Book Synopsis Learning Classifier Systems by : Pier L. Lanzi
Download or read book Learning Classifier Systems written by Pier L. Lanzi and published by Springer. This book was released on 2003-06-26 with total page 344 pages. Available in PDF, EPUB and Kindle. Book excerpt: Learning Classifier Systems (LCS) are a machine learning paradigm introduced by John Holland in 1976. They are rule-based systems in which learning is viewed as a process of ongoing adaptation to a partially unknown environment through genetic algorithms and temporal difference learning. This book provides a unique survey of the current state of the art of LCS and highlights some of the most promising research directions. The first part presents various views of leading people on what learning classifier systems are. The second part is devoted to advanced topics of current interest, including alternative representations, methods for evaluating rule utility, and extensions to existing classifier system models. The final part is dedicated to promising applications in areas like data mining, medical data analysis, economic trading agents, aircraft maneuvering, and autonomous robotics. An appendix comprising 467 entries provides a comprehensive LCS bibliography.

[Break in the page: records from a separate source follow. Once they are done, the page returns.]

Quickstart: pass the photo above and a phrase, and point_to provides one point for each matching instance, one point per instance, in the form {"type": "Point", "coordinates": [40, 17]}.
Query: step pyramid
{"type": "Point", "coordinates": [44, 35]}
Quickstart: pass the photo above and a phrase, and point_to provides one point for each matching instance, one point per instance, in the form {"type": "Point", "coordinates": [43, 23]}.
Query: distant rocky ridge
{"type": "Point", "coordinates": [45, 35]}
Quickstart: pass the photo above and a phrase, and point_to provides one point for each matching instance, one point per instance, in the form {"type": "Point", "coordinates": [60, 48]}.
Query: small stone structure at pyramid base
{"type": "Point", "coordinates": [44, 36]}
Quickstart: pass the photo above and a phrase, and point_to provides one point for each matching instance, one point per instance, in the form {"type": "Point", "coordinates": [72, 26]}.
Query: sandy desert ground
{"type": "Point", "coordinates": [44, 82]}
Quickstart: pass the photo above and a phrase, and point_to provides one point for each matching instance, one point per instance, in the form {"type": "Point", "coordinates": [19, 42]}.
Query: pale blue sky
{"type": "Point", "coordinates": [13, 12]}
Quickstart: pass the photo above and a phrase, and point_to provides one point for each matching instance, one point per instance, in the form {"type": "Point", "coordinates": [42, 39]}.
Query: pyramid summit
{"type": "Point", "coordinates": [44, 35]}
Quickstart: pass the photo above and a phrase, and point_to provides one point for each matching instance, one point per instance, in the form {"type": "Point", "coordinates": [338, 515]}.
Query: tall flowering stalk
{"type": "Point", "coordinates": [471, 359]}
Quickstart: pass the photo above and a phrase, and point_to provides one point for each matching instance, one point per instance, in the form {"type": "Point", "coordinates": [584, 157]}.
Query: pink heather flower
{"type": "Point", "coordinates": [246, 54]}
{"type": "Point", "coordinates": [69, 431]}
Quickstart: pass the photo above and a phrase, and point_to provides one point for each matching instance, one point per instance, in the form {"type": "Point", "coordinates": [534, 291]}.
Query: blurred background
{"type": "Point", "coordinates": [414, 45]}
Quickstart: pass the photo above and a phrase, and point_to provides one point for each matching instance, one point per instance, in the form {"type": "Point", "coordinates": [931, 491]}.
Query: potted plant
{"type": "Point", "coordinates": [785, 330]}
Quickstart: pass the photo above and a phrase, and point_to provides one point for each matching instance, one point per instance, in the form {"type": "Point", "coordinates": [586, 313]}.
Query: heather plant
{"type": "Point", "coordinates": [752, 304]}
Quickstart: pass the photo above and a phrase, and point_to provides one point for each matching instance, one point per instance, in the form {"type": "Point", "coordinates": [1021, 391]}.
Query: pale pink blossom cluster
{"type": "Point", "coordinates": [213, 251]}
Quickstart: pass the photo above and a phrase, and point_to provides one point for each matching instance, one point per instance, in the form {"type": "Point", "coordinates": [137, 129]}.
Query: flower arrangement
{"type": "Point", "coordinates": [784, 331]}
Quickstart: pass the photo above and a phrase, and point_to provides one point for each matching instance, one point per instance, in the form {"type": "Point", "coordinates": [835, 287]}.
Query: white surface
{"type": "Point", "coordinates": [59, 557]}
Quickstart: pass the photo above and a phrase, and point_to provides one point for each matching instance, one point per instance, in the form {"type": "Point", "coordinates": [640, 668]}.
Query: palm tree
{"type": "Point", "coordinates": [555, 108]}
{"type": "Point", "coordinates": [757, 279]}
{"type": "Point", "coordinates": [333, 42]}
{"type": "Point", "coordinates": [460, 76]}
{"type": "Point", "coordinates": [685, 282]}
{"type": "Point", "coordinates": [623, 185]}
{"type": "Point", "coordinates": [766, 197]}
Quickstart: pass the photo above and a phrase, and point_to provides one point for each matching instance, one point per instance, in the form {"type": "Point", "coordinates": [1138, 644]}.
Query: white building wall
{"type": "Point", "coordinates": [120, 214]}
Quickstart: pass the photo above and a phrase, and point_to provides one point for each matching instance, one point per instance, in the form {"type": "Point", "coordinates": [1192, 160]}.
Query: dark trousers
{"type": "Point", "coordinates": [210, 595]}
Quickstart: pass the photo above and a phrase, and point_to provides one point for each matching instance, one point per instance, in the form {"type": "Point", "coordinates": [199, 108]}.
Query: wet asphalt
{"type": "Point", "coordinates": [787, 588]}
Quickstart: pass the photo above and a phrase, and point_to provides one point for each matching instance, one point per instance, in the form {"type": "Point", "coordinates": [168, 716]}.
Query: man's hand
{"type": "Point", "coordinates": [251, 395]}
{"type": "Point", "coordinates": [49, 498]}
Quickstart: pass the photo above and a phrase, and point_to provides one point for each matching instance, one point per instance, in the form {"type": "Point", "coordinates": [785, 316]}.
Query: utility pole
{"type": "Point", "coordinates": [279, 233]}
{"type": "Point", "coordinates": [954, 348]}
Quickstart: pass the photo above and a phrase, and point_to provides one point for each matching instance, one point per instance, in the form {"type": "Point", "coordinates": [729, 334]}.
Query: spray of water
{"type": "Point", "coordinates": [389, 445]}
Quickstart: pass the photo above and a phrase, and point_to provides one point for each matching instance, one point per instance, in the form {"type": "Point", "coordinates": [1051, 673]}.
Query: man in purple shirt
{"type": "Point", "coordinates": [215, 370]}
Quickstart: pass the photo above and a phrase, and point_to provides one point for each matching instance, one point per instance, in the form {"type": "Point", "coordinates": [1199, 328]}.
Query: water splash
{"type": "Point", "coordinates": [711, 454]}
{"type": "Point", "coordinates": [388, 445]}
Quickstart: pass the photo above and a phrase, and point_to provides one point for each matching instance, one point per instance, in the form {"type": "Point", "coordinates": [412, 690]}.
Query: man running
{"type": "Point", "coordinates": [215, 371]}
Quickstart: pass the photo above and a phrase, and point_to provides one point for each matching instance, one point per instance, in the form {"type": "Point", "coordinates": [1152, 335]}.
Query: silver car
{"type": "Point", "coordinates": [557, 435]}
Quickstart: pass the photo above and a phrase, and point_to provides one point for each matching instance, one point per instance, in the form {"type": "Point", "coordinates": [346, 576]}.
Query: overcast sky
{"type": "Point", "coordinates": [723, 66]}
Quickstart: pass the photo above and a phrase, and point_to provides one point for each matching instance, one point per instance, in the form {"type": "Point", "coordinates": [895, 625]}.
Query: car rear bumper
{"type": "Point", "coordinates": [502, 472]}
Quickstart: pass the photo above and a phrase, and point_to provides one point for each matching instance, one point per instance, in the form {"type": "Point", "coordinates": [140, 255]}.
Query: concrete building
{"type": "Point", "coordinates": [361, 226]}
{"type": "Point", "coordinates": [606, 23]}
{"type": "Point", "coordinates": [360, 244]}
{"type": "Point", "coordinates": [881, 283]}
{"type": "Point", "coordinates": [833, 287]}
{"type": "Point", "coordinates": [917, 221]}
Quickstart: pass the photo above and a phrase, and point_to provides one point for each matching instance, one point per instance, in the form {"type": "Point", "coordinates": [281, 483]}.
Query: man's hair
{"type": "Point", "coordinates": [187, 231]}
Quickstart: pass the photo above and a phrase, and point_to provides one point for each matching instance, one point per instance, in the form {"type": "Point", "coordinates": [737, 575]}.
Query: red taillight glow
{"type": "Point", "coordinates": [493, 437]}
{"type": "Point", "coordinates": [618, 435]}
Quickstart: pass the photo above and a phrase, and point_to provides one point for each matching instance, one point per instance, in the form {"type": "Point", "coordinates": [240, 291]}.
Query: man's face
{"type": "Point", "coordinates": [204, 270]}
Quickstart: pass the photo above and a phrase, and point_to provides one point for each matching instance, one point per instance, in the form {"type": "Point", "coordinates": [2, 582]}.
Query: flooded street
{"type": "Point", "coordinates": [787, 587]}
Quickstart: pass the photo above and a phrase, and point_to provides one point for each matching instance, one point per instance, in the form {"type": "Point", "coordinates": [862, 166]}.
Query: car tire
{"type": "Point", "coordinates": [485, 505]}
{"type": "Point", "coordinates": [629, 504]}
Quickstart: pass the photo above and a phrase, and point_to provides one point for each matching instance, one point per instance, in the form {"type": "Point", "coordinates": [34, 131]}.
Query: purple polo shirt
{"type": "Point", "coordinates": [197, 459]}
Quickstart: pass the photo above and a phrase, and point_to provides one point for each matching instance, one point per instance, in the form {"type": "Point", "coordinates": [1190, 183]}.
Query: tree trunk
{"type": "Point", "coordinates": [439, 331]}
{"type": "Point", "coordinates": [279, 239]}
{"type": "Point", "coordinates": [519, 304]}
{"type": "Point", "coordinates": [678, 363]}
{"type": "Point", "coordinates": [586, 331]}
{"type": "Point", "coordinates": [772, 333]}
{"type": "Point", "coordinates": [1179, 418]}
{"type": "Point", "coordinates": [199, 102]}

Book Synopsis Image Mosaicing and Super-resolution by : David Capel
Download or read book Image Mosaicing and Super-resolution written by David Capel and published by Springer Science & Business Media. This book was released on 2012-12-06 with total page 233 pages. Available in PDF, EPUB and Kindle. Book excerpt: This book investigates sets of images consisting of many overlapping viewsofa scene, and how the information contained within them may be combined to produce single images of superior quality. The generic name for such techniques is frame fusion. Using frame fusion, it is possible to extend the fieldof view beyond that ofany single image, to reduce noise, to restore high-frequency content, and even to increase spatial resolution and dynamic range. The aim in this book is to develop efficient, robust and automated frame fusion algorithms which may be applied to real image sequences. An essential step required to enable frame fusion is image registration: computing the point-to-point mapping between images in their overlapping region. This sub problem is considered in detail, and a robust and efficient solution is proposed and its accuracy evaluated. Two forms of frame fusion are then considered: image mosaic ing and super-resolution. Image mosaicing is the alignment of multiple images into a large composition which represents part of a 3D scene. Super-resolution is a more sophisticated technique which aims to restore poor-quality video sequences by mod elling and removing the degradations inherent in the imaging process, such as noise, blur and spatial-sampling. A key element in this book is the assumption of a completely uncalibrated cam era. No prior knowledge of the camera parameters, its motion, optics or photometric characteristics is assumed. The power of the methods is illustrated with many real image sequence examples.